I resonate totally. I’ve had an experience where I was brought personally to this deep ‘not good enough’ awareness during a bodywork session years ago. Thus it’s always made sense to me that when we feel less-than, we can’t feel more than.

In the past ten years I’ve found Stephen Porges, author of The Polyvagal Theory, which claims the vagus nerve has branches, different functions in the branches, and is (in my words) evolving into a system that requires us to choose whether to freeze, fight, flee, or decide more quickly to find, face, feel, flush, free and forget our challenges.  The quote that got me interested in Porges’ work was ‘…the pivotal point is, can we get people to feel safe?” For me, these two ideas join into one…if we can’t feel safe, we’ll never feel good enough, and if we’re not good enough, how can we feel safe?

Thus, I’ve taken the culmination of 72 years of living, 45 years of looking beyond physics into metaphysics, and 36 years of bodywork (38 with training) and decided to try to frame my work and ideas into words that can make sense for and enhance anyone’s life, existence, health and joy. I’ve already said this to my bodywork community in Essential CORE, but with this book, I want to share with anyone interested in coping with the way the world seems to be moving. I want to help them say, feel, and believe, “I’m safe, and I’m good enough. In this bodymindCORE I bounce back from any stimulus that causes shortening and tightening of my core. I can stay open in open space.”

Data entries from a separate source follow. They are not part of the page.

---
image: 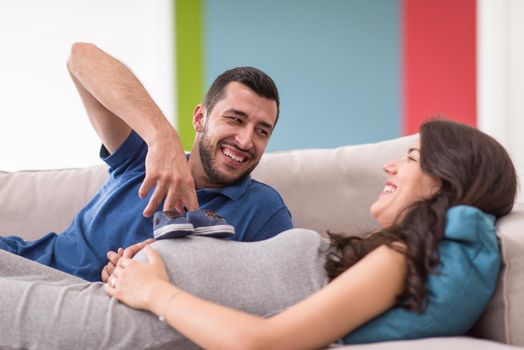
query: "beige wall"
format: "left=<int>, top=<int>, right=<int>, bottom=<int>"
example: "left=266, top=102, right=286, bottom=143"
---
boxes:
left=478, top=0, right=524, bottom=201
left=0, top=0, right=175, bottom=170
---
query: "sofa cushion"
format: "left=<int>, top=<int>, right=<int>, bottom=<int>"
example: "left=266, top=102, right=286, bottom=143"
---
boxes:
left=253, top=135, right=418, bottom=235
left=472, top=204, right=524, bottom=347
left=0, top=165, right=107, bottom=240
left=344, top=206, right=500, bottom=344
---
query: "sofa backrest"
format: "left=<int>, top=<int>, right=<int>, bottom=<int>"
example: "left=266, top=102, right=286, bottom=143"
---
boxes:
left=0, top=136, right=416, bottom=239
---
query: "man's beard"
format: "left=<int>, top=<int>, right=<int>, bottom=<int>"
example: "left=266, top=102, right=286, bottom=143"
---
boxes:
left=198, top=126, right=258, bottom=185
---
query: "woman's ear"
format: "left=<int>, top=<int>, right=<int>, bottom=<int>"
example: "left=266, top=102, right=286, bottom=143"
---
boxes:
left=193, top=103, right=206, bottom=132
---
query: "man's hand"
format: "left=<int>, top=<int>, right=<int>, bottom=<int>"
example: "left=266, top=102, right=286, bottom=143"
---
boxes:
left=101, top=238, right=155, bottom=282
left=138, top=134, right=198, bottom=217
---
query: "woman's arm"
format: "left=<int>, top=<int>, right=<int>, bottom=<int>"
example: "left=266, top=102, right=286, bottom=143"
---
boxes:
left=107, top=246, right=406, bottom=349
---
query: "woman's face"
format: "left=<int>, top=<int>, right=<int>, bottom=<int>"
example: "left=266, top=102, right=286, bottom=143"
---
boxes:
left=370, top=141, right=440, bottom=227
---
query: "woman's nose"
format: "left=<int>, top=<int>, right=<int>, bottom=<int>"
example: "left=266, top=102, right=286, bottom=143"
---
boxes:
left=382, top=160, right=397, bottom=174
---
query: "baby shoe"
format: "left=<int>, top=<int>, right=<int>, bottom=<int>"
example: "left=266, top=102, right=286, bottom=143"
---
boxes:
left=186, top=209, right=235, bottom=238
left=153, top=210, right=194, bottom=239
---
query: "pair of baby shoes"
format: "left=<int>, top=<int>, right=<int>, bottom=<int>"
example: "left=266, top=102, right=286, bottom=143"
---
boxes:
left=153, top=209, right=235, bottom=239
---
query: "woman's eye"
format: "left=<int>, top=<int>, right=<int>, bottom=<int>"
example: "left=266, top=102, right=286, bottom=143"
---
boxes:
left=226, top=117, right=242, bottom=124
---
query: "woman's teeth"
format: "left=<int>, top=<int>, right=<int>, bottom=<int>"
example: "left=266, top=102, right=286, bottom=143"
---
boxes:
left=382, top=185, right=397, bottom=193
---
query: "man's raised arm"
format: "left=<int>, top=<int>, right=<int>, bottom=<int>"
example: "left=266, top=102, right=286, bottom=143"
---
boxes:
left=67, top=43, right=198, bottom=216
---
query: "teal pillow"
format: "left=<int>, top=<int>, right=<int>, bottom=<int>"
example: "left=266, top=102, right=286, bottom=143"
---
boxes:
left=342, top=205, right=500, bottom=344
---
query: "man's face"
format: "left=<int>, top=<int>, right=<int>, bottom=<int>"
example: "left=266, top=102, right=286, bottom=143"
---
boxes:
left=195, top=82, right=277, bottom=187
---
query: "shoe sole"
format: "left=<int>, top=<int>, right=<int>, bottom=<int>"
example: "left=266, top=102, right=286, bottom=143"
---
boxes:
left=153, top=224, right=194, bottom=239
left=194, top=225, right=235, bottom=238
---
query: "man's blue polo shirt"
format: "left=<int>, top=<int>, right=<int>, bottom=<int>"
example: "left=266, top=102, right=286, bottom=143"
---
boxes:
left=0, top=132, right=292, bottom=281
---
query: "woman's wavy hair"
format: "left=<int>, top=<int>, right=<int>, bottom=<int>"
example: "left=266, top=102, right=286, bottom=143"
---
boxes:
left=325, top=118, right=517, bottom=312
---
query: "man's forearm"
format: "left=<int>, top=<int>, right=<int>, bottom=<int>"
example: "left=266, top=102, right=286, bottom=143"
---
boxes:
left=68, top=43, right=178, bottom=152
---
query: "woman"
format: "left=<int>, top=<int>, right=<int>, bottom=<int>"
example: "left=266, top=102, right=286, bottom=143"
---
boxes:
left=0, top=120, right=516, bottom=349
left=107, top=120, right=516, bottom=349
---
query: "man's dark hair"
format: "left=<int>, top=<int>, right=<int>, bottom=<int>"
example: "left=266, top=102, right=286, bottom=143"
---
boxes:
left=204, top=67, right=280, bottom=125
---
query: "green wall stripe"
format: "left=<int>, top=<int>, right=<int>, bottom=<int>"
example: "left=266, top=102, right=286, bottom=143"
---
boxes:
left=173, top=0, right=204, bottom=150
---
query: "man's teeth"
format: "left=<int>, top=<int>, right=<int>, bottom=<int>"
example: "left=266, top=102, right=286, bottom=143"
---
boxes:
left=224, top=148, right=246, bottom=163
left=382, top=185, right=397, bottom=193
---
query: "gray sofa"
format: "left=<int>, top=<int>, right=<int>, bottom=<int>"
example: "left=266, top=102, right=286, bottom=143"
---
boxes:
left=0, top=136, right=524, bottom=349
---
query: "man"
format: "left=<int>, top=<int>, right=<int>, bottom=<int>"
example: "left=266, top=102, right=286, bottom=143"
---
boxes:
left=0, top=43, right=292, bottom=281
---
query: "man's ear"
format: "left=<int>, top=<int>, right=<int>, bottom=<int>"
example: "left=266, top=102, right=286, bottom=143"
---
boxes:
left=193, top=103, right=206, bottom=132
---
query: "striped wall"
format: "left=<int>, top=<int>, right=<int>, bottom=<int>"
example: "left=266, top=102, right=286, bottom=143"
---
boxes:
left=175, top=0, right=476, bottom=151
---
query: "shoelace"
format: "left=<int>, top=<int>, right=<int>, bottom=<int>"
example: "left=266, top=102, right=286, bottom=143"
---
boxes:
left=164, top=210, right=183, bottom=219
left=204, top=210, right=224, bottom=221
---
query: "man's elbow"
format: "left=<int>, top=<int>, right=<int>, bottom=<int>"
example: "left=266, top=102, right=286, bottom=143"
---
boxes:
left=212, top=329, right=268, bottom=350
left=67, top=42, right=97, bottom=74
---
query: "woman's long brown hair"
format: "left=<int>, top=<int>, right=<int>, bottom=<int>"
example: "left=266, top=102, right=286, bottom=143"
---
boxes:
left=325, top=119, right=517, bottom=312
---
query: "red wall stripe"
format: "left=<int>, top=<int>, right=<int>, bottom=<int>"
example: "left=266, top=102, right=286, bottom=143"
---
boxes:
left=402, top=0, right=476, bottom=134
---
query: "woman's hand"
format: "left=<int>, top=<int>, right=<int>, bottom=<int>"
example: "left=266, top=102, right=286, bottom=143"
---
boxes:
left=101, top=238, right=155, bottom=282
left=106, top=246, right=169, bottom=310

Now, I know that sounds a bit esoteric, but here’s the deal. I truly feel the five sessions of bodywork I’ve created are valuable, but I think the principles behind each of those sessions are possibly even more valuable. I believe I can share what I often tell students to explain to their patrons: what they’re doing, why, and how that patron can help. I want to offer the same thing to you as I teach you what you can do, why you’re doing it, and how you can make it more effective, safe and joyful for you and for those around you.

So the book will spend time with my philosophy of how we need to create safety in a crazy world, but also how to feel like one is on purpose and contributing ‘enough’ to the world. Only after a good read on those thoughts do we go into the goals of individual sessions. Then, I suggest ways that the reader/patron can implement these ideas. In my work I’ve created ‘mantras’ for each session that show the way to what I want us all to find in each session. For example, first mantra is Touch CORE, Find Breath, Stretch Points. Can you see how that applies to everyday life, and to my goal of making us all feel safer and better about our own path and purpose?

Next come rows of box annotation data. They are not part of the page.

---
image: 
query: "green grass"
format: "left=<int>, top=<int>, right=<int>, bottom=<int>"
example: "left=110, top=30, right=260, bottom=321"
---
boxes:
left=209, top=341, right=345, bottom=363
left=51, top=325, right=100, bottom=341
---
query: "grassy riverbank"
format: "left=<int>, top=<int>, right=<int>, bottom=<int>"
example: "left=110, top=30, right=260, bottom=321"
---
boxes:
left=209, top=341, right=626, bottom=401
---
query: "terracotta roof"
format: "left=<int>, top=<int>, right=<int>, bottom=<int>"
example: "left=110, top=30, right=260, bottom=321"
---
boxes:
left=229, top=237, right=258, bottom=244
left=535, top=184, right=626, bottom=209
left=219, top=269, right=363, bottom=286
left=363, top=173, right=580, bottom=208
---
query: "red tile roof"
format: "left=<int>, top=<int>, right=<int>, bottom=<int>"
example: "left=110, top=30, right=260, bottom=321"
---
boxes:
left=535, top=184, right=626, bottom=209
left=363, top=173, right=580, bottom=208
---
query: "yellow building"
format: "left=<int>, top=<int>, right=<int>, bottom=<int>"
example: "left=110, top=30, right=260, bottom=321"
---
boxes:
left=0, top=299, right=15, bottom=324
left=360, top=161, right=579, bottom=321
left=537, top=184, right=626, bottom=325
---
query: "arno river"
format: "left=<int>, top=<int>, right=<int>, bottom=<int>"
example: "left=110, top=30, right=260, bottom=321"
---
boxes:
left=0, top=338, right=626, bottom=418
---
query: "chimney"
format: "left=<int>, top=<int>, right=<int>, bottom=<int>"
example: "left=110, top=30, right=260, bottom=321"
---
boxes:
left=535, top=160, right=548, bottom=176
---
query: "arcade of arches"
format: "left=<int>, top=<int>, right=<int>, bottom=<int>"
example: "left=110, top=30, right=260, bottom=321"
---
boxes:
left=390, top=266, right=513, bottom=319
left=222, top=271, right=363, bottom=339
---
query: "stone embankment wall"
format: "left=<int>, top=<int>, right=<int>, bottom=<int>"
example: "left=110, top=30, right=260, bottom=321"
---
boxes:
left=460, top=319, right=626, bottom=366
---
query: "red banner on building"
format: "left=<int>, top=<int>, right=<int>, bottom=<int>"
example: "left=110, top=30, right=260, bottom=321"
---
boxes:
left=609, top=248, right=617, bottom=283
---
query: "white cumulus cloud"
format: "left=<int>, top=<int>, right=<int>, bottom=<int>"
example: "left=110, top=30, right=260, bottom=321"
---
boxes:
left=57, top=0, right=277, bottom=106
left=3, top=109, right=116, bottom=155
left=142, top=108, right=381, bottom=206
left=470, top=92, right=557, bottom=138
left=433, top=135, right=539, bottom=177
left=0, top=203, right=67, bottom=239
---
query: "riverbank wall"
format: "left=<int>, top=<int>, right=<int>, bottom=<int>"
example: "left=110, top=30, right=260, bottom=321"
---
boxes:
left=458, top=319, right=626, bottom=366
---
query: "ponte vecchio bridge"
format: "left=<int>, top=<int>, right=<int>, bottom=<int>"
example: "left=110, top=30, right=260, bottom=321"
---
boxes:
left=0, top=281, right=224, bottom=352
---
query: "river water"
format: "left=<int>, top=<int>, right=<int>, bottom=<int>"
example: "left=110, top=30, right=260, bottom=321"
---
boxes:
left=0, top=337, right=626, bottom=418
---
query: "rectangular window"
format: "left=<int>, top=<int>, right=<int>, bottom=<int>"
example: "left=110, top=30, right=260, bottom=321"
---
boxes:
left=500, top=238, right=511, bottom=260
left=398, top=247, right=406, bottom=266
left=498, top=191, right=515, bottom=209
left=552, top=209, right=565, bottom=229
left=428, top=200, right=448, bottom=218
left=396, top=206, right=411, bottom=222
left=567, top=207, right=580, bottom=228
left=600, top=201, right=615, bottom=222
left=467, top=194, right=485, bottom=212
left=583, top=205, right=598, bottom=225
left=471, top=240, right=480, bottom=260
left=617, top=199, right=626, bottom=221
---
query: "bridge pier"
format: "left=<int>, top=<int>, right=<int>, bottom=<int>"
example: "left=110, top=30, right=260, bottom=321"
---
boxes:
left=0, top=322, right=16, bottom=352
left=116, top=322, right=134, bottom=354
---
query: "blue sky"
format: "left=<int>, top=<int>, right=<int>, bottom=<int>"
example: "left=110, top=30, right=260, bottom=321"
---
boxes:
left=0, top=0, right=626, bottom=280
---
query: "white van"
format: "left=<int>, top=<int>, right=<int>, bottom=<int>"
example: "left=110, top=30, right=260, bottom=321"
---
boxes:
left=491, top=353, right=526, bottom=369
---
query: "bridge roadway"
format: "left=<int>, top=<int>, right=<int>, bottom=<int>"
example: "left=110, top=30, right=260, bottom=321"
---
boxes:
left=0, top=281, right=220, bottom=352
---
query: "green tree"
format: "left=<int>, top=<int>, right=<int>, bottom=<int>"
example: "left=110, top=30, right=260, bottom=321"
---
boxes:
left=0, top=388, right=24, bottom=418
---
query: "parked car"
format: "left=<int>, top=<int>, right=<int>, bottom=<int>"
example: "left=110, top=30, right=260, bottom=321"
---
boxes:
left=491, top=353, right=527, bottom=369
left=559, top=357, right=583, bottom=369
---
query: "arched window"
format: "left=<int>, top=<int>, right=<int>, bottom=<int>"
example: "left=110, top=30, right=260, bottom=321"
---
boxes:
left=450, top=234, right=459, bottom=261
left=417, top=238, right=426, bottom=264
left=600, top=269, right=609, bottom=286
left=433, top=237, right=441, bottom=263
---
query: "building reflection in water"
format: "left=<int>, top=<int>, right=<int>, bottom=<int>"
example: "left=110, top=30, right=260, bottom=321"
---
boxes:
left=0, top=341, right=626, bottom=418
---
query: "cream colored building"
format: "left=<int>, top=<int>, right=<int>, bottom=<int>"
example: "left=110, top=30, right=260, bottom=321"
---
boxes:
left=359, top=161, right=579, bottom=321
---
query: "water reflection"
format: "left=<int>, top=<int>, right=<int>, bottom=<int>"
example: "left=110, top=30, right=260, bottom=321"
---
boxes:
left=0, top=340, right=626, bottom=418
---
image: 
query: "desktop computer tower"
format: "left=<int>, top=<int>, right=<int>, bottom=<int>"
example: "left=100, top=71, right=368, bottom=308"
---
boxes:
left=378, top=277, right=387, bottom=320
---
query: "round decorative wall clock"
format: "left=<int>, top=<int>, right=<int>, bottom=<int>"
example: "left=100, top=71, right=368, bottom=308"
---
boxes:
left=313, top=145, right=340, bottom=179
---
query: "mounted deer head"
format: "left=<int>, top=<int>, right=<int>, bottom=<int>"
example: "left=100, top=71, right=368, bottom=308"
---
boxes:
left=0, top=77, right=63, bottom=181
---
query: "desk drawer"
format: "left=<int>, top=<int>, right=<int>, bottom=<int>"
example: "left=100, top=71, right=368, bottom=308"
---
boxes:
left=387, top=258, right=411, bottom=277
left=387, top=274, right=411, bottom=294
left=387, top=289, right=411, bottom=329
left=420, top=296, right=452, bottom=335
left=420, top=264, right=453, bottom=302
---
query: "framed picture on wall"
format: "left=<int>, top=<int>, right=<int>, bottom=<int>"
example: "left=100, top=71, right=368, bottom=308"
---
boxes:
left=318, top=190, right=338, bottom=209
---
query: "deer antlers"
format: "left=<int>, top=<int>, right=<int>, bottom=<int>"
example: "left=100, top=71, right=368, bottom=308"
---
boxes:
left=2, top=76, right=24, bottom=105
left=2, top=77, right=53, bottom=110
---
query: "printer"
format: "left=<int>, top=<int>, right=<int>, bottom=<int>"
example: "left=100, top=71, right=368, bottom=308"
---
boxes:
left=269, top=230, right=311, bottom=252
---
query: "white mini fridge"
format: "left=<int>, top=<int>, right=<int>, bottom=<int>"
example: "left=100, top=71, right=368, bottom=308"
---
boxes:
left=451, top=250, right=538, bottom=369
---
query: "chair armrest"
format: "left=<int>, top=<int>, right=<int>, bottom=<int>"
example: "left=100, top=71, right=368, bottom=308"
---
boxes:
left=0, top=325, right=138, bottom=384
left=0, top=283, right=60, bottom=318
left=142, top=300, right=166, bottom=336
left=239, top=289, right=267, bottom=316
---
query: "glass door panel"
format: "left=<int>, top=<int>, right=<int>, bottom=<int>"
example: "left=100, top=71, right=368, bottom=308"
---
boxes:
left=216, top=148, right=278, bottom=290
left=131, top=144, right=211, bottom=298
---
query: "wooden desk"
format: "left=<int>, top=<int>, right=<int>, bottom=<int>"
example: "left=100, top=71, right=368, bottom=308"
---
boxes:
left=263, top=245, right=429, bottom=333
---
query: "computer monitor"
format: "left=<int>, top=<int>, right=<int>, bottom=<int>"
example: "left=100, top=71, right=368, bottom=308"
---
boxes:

Subsequent mantras: Safety in the Lower Junctions, Deep CORE to Roots, Arms and Head on Straight, and Finding a Friendly World. In other words, to truly simplify, if we can just unwind and stretch our guts, all the way to our extremities, then wake up to the fact we have ‘stuff’ ‘down there’; next we can tug and clean clear to those roots, get the head on straight and finally find a friendly world, on purpose. Doesn’t the feel worthy?

For me, this book is the culmination. If I can share that elusive ‘what I think I know’ with all, not just the bodyworkers, I believe I’m giving to the world that which I’m asked to give. I’m excited for this book, and I hope my ideas appeal to you.